Adapt to the changing landscape in real time
The world of online commerce is in flux and the pace of changes is astounding. Merchants selling their products cross-border, targeting multiple markets and fighting for diversified groups of customers, must always stay on the cutting edge. They must react to ongoing changes in real time and adapt their business to meet new challenges. Be it understanding of the rapidly evolving market or keeping one step ahead of fraudsters, the multiplicity of variables one needs to include in their ongoing analyses is overwhelming. Manual handling becomes counterproductive and even hardly possible. Happily, the essential feature of AI comes to the rescue.

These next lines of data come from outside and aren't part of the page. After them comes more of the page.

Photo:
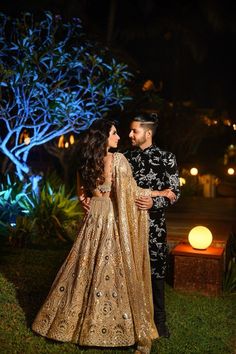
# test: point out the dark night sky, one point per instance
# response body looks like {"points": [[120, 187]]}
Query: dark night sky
{"points": [[188, 45]]}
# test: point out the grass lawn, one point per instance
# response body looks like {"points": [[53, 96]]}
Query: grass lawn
{"points": [[198, 324]]}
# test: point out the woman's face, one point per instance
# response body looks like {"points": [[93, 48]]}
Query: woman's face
{"points": [[113, 138]]}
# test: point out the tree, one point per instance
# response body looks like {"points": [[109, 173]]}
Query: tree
{"points": [[52, 81]]}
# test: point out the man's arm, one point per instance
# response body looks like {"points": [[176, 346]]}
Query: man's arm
{"points": [[171, 180], [84, 199]]}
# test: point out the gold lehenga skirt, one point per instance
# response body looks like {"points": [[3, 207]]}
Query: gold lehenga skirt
{"points": [[88, 302]]}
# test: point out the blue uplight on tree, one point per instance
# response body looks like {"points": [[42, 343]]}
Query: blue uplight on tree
{"points": [[52, 82]]}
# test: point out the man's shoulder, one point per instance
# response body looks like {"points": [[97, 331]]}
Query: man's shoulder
{"points": [[163, 153]]}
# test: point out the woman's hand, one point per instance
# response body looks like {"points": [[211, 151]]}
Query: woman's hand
{"points": [[168, 193]]}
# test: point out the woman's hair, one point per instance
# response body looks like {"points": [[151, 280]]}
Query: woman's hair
{"points": [[92, 148], [148, 121]]}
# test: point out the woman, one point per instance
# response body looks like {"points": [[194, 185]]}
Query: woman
{"points": [[102, 293]]}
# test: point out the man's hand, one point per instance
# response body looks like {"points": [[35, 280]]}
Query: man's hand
{"points": [[85, 202], [144, 203]]}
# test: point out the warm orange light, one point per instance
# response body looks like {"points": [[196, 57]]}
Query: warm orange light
{"points": [[200, 237]]}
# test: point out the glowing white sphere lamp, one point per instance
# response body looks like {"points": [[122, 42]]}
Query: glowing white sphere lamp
{"points": [[231, 171], [200, 237], [194, 171]]}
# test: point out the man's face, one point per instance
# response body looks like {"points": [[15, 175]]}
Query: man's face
{"points": [[138, 135]]}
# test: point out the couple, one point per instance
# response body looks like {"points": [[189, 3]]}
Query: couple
{"points": [[102, 295]]}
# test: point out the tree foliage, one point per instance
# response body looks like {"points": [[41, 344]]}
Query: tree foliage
{"points": [[52, 81]]}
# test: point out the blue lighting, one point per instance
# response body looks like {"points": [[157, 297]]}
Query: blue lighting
{"points": [[52, 81]]}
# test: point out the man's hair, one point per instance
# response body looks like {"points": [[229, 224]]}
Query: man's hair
{"points": [[147, 121]]}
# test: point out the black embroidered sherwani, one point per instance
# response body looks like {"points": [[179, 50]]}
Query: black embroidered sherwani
{"points": [[157, 170]]}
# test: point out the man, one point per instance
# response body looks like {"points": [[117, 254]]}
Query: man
{"points": [[154, 169]]}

Machine Learning models automatically adapt to the changing business landscape, recognize regularities and anomalies, become more and more effective with each new analysis being carried out. Moreover, through the use of Machine Learning, merchants can accurately predict trends and business indicators. Nethone users leverage the solution to anticipate LTV, MRR, Churn rate, expansion, contraction, and many more. In other words, merchants can go beyond adapting to the business landscape and actually form the landscape their competitors must cope with.
Don’t miss your chance
Artificial Intelligence conquers various fields of life and business these days. Autonomous cars are driven by machine taught algorithms, AI-based systems recognize particular individuals in pictures and intelligent chatbots provide excellent online customer service. What a waste would it be to miss the close to infinite range of opportunities that AI brings to online commerce? What a shame would it be not to use it to expand cross-border?